Believers prepare for Quebec hero's sainthood
CTV.ca News Staff
Published Thursday, October 14, 2010 8:26PM EDT
Hundreds of Catholics from across the country are gathering in Montreal and at the Vatican to mark a unique journey which began humbly more than a century ago.
Blessed Brother Andre Bessette, a frail orphan who grew to become a folk hero in Quebec, will officially be recognized as a saint at the Vatican during a canonization ceremony on Sunday, more than seven decades after his death.
Renowned among believers for his healing abilities and his role in the creation of Montreal's majestic Saint Joseph's Oratory, Brother Andre lived to the age of 91 and became known in his time as a miracle worker.
Born Alfred Bessette, he was unschooled, illiterate and frail as a younger man, but he joined Montreal's Congregation of Holy Cross and worked as a gatekeeper in a boys' college.
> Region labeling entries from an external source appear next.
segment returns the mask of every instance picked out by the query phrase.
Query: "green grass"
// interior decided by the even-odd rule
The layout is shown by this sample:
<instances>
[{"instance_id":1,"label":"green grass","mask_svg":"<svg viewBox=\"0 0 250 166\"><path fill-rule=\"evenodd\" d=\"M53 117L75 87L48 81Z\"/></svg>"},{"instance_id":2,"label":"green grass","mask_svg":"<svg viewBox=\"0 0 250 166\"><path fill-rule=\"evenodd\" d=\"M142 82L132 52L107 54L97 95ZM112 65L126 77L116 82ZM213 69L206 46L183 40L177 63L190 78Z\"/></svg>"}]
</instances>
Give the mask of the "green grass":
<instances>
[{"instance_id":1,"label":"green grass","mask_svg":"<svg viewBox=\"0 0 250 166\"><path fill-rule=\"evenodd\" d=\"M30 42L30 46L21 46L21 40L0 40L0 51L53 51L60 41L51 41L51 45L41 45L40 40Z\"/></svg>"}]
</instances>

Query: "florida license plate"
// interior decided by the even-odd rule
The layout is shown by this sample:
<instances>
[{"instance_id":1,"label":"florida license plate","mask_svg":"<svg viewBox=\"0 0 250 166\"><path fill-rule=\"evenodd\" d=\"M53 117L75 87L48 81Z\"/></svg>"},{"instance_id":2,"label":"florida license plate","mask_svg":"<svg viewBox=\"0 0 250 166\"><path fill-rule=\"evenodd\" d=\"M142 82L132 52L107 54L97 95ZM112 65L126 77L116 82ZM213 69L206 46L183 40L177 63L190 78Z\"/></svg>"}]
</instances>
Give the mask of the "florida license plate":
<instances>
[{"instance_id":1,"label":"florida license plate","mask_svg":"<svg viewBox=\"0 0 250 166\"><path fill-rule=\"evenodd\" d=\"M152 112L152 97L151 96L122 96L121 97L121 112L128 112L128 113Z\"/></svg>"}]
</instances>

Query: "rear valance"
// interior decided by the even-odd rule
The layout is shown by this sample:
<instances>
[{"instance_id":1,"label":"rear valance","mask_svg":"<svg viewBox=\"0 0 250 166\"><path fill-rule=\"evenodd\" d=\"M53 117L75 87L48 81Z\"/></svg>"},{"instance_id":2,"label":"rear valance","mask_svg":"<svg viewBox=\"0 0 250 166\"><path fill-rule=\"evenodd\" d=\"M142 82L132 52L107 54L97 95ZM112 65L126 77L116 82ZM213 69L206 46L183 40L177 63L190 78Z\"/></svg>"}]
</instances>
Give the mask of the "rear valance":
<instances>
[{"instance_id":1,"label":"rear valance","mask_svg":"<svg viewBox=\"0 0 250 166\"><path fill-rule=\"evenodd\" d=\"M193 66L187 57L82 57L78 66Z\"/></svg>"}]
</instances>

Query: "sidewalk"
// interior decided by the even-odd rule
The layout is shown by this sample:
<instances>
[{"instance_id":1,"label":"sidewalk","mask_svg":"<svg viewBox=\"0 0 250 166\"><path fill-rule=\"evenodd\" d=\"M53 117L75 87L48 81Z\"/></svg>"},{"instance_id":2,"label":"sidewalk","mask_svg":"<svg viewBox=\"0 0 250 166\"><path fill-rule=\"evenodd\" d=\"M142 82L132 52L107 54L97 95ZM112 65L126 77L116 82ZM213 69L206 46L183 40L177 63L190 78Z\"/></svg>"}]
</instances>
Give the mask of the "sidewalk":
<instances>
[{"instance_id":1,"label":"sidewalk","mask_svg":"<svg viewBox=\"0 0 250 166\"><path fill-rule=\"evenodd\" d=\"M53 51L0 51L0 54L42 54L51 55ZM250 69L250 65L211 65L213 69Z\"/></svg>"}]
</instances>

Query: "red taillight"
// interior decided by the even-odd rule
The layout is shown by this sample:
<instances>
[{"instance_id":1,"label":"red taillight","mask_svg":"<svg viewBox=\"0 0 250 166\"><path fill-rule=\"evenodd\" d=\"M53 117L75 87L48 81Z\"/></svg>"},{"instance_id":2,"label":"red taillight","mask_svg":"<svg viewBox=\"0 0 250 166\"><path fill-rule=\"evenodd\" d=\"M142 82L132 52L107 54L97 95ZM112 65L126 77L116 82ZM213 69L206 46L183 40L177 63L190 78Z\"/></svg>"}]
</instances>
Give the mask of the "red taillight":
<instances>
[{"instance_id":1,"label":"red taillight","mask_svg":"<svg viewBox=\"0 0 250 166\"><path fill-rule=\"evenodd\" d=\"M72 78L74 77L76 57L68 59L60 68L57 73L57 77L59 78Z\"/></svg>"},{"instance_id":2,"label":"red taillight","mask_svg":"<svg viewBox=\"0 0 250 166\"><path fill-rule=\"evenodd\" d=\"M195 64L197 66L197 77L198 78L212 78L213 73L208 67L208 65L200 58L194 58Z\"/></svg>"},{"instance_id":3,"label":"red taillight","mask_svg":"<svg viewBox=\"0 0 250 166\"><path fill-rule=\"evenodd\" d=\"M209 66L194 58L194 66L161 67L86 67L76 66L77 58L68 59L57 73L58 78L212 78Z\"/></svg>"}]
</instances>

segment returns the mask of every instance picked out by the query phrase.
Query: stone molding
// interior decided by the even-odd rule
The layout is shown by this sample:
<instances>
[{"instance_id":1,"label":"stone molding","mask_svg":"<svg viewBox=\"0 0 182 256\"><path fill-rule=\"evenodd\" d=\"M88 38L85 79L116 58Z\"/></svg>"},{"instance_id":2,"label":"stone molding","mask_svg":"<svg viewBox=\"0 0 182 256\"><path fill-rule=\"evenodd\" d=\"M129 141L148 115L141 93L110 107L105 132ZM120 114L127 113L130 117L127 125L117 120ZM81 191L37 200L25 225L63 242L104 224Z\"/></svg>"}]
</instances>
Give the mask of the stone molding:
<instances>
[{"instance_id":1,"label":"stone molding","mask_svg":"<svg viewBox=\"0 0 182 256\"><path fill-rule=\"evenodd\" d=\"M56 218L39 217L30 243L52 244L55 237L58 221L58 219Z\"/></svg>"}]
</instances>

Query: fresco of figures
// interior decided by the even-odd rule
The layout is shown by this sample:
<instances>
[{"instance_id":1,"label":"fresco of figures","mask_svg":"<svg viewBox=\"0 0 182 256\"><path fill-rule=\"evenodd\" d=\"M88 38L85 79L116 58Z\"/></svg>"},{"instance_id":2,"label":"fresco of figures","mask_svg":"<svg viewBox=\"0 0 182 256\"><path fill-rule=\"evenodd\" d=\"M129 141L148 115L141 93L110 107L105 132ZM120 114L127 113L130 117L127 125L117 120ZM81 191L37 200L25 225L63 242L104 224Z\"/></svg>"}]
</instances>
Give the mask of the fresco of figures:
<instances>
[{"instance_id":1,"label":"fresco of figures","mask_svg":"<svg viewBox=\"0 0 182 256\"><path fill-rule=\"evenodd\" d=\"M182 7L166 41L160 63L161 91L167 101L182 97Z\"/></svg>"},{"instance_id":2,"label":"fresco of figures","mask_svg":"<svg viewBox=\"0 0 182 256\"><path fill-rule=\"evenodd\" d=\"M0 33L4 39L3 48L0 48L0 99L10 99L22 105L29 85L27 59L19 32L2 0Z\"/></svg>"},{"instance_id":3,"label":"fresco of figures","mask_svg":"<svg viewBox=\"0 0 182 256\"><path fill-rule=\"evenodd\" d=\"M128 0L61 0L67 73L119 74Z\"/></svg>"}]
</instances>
Bessette soon began receiving the needy and the sick and told them to ask Saint Joseph for help. Later, many would say that their prayers had been answered, and for the next 25 years, Bessette would spend his days welcoming people at his small office.
Using money he earned cutting hair at the boys college, he would also construct a tiny chapel in the woods of Mount Royal. That humble chapel would become the site of Saint Joseph's Oratory, which is now the largest church in Canada and is the world's largest shrine dedicated to Saint Joseph.
By the time of his death in the 1937, Bessette had become a hero in Quebec. His funeral attracted a million mourners, according to his biography at Saint Joseph's Oratory.
Throughout his life, however, he remained a humble figure.
"I am nothing," he once stated. "Only a tool in the hands of Providence, a lowly instrument at the service of Saint Joseph."
He also dismissed claims of his healing abilities.
"People are silly to think that I can accomplish miracles! It is God and Saint Joseph who can heal you, not I. I will pray Saint Joseph for you.''
About 900 of the faithful are flying to the Vatican to watch the ceremony, with tour packages selling out well ahead of time.
For those who can't make it to Rome, coming to Montreal to mark the occasion is every bit as special.
"I think this is so huge for Montreal and Quebec," said Suzanne Murphy, who travelled from St. John's, N.L. "I think it's such a wonderful event."
The event will begin in Montreal starting at 4 a.m. local time Sunday, and will be broadcast on a giant screen in the church's crypt.